Almost immediately, they were in the open country, whirling past bare fields and leafless copses, leaping fiercely at each hill that opposed them, and swooping with a shrill, buzzing triumph down the long slopes of the valleys.

"Now we are travelling," said Marsden joyously.

She nodded her head, although she had not caught the words; and presently he shouted close to her ear.

"Moving now, aren't we? Doesn't she run smooth?"

"Yes, yes. Capital."

The wind, breaking on the glass screen, sang as it swept over them; hedge-rows, telegraph poles, and wayside cottages hurried towards them, rising and growing as they came; long stretches of straight road, along which Mr. Young's horses used to plod for half an hour, were snatched at, conquered, and contemptuously thrown behind, almost before one could recognize them.

That pretty country-house which she had always admired passed her; and, passing, seemed like a faintly tinted picture in a book whose pages are turned too fast by careless hands. Naked branches of high trees, broad eaves and nestling windows, weak sunlight upon latticed glass, and pale smoke rising from clustered chimneys—that was all she saw. A few dead leaves pretended to be live things, scampered beside the long wall; a few dead thoughts revived in her mind, and swiftly she recalled her old fancies, the dream of the future, Enid and herself living together so quietly beneath the grey roof;—and then the pretty house with its pretty grounds had been left far behind. It had lost its brief aspect of reality as completely as a half-forgotten dream.

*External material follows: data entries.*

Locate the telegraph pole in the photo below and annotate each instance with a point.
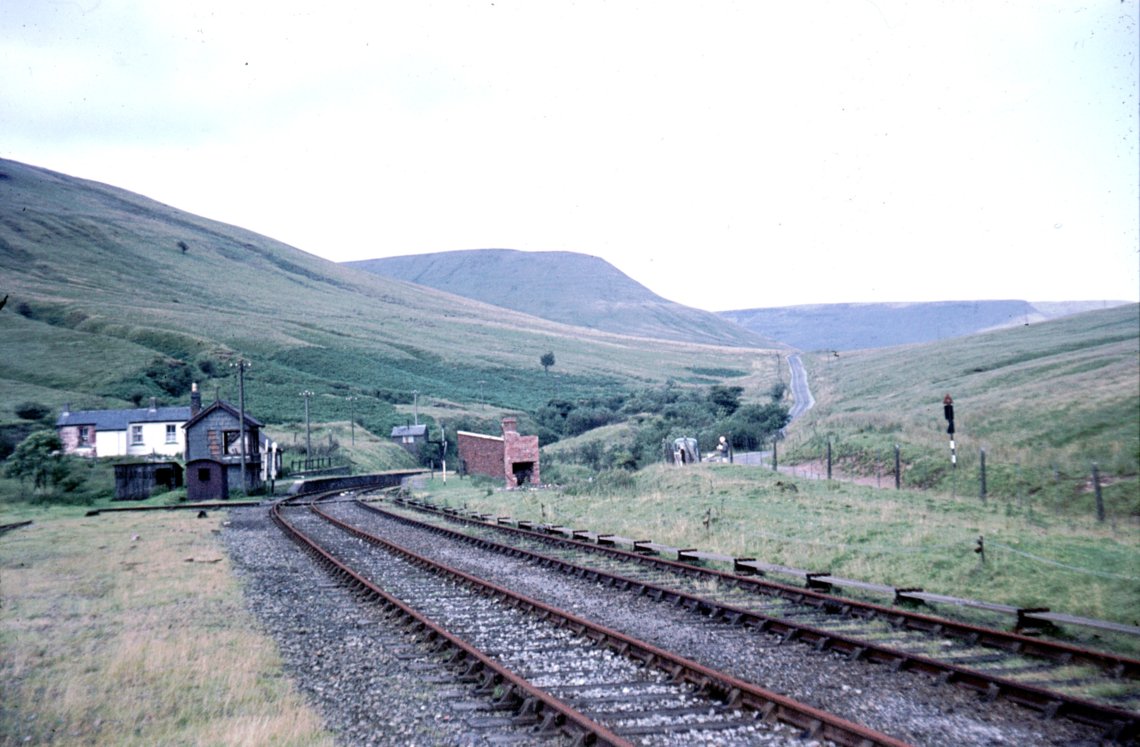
(308, 440)
(242, 365)
(352, 417)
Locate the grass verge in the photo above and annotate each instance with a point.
(130, 630)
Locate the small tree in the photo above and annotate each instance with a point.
(38, 457)
(32, 411)
(726, 399)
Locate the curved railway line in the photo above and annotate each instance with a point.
(586, 643)
(553, 671)
(1055, 680)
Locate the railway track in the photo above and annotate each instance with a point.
(1055, 680)
(551, 671)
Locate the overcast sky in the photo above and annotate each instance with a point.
(724, 154)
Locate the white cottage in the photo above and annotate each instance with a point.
(123, 432)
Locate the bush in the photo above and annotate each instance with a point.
(32, 411)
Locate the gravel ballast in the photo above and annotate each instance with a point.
(375, 687)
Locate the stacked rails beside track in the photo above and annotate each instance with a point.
(1049, 676)
(597, 685)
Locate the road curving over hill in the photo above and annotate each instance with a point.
(800, 392)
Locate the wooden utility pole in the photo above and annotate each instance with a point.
(242, 365)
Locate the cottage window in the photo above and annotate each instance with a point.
(231, 443)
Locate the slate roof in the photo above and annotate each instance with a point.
(120, 420)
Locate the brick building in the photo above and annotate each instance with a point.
(510, 457)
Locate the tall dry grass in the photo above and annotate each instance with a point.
(130, 630)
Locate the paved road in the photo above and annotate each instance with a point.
(800, 392)
(804, 402)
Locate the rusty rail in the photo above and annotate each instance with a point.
(814, 722)
(1118, 723)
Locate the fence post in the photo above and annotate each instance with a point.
(982, 475)
(1096, 489)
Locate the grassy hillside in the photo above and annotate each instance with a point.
(563, 286)
(1044, 402)
(114, 298)
(855, 326)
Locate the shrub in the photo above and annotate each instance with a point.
(32, 411)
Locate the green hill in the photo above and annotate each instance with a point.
(563, 286)
(114, 298)
(855, 326)
(1045, 402)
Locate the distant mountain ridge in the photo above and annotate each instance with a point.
(856, 326)
(586, 291)
(563, 286)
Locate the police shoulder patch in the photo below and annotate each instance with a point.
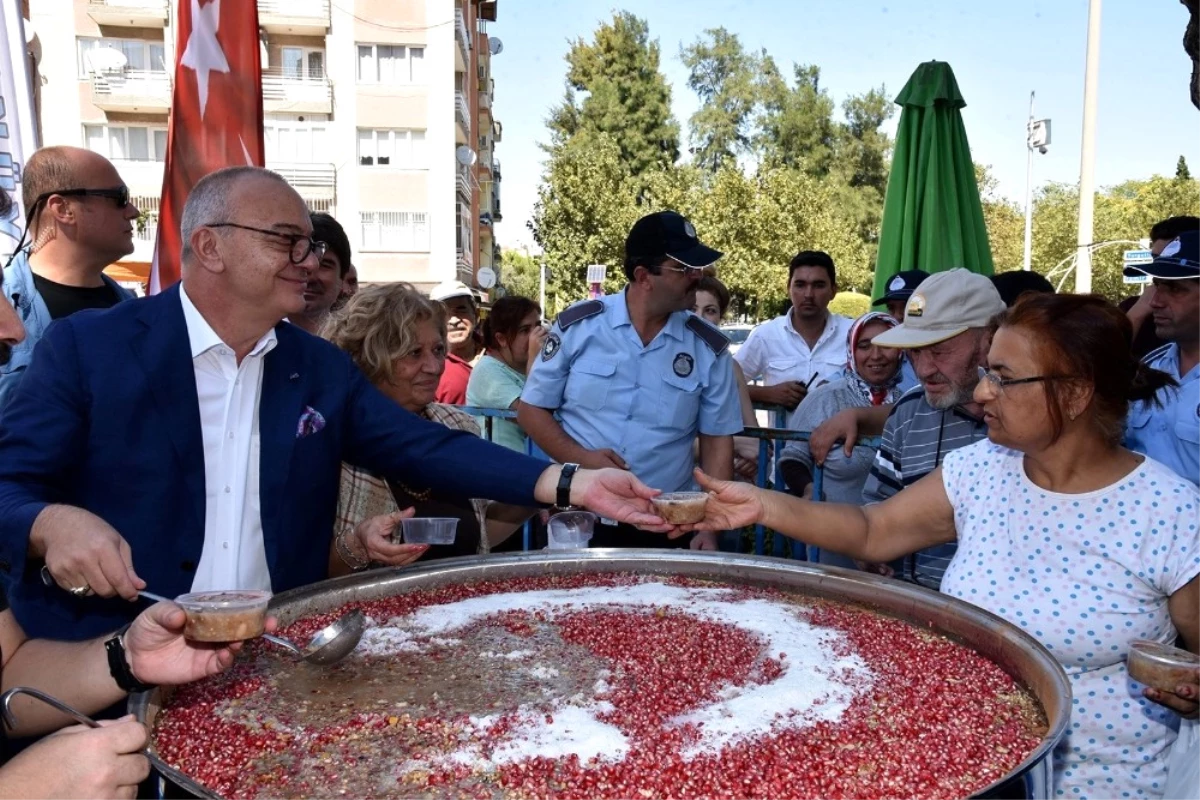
(713, 337)
(577, 312)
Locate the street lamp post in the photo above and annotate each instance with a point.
(1037, 137)
(1087, 152)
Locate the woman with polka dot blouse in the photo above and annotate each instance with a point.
(1061, 530)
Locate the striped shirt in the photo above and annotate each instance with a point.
(916, 439)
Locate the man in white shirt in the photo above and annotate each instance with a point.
(196, 437)
(803, 348)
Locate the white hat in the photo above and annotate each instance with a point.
(945, 305)
(448, 289)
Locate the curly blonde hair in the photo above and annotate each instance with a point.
(378, 325)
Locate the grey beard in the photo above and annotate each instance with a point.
(958, 397)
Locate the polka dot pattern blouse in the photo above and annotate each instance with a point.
(1085, 575)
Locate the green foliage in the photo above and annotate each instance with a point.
(723, 74)
(519, 274)
(1123, 212)
(615, 88)
(850, 304)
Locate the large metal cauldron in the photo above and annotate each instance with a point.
(1017, 653)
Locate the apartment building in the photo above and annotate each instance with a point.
(379, 112)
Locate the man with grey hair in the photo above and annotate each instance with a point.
(79, 221)
(947, 331)
(198, 437)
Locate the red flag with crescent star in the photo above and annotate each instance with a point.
(216, 112)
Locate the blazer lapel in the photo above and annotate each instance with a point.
(166, 355)
(279, 414)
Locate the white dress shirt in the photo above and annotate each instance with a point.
(234, 555)
(777, 353)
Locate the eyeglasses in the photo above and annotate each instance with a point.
(999, 384)
(119, 194)
(299, 246)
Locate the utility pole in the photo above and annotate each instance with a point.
(1037, 137)
(1087, 152)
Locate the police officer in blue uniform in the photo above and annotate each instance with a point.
(636, 377)
(1170, 433)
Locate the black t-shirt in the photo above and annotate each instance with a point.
(63, 300)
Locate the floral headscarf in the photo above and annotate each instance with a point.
(875, 395)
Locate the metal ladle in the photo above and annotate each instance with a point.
(10, 719)
(330, 645)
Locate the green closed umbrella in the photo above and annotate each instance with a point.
(933, 218)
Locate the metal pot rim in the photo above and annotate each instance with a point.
(1015, 651)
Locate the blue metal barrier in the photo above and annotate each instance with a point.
(771, 444)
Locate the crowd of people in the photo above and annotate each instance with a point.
(265, 423)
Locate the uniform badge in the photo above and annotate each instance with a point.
(551, 347)
(916, 306)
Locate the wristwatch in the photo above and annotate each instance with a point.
(563, 498)
(119, 665)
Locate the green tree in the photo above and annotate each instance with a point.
(1181, 169)
(519, 274)
(1123, 215)
(615, 88)
(586, 205)
(1005, 222)
(724, 77)
(796, 127)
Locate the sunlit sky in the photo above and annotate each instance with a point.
(999, 50)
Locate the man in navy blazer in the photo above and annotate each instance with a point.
(103, 453)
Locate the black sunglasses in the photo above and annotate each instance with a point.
(299, 246)
(119, 196)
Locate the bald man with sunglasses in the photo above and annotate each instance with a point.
(79, 220)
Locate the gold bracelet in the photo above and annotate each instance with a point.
(345, 553)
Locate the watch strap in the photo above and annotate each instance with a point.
(119, 665)
(563, 495)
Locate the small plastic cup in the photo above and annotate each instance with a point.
(570, 530)
(430, 530)
(225, 615)
(681, 507)
(1161, 666)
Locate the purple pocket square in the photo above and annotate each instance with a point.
(311, 422)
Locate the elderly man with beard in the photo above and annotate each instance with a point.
(947, 330)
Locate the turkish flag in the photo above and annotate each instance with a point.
(216, 112)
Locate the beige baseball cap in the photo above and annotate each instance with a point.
(945, 305)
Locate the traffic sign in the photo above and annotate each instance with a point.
(1137, 258)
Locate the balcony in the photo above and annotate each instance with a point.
(313, 181)
(142, 91)
(129, 13)
(288, 92)
(462, 182)
(462, 40)
(461, 118)
(144, 179)
(294, 17)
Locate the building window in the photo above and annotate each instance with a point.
(391, 64)
(126, 142)
(292, 139)
(120, 55)
(395, 230)
(400, 149)
(303, 62)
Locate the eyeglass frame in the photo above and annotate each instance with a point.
(119, 194)
(315, 245)
(1000, 384)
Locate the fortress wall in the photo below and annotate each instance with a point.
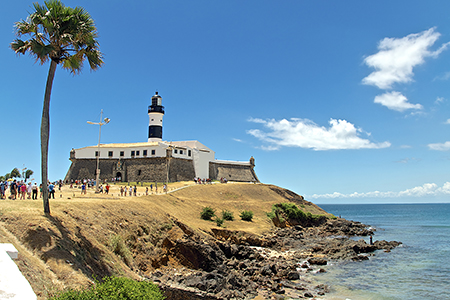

"There, we'll go easy now." They were approaching a village, and he reduced the speed. "You're a good plucked 'un, Jane;" and he glanced at her approvingly. "You don't funk a little bit of pace."

They stopped at an inn, thirty miles from Mallingbridge, and drank tea—that is to say, Mrs. Marsden drank tea and Mr. Marsden drank something else, for the good of the house.

Then, after a cigar, he lighted his lamps, and drove her home through the greyness, the dusk, and the dark. And for the three hours or so that she was with him, for the whole time that this outing lasted, she was almost happy.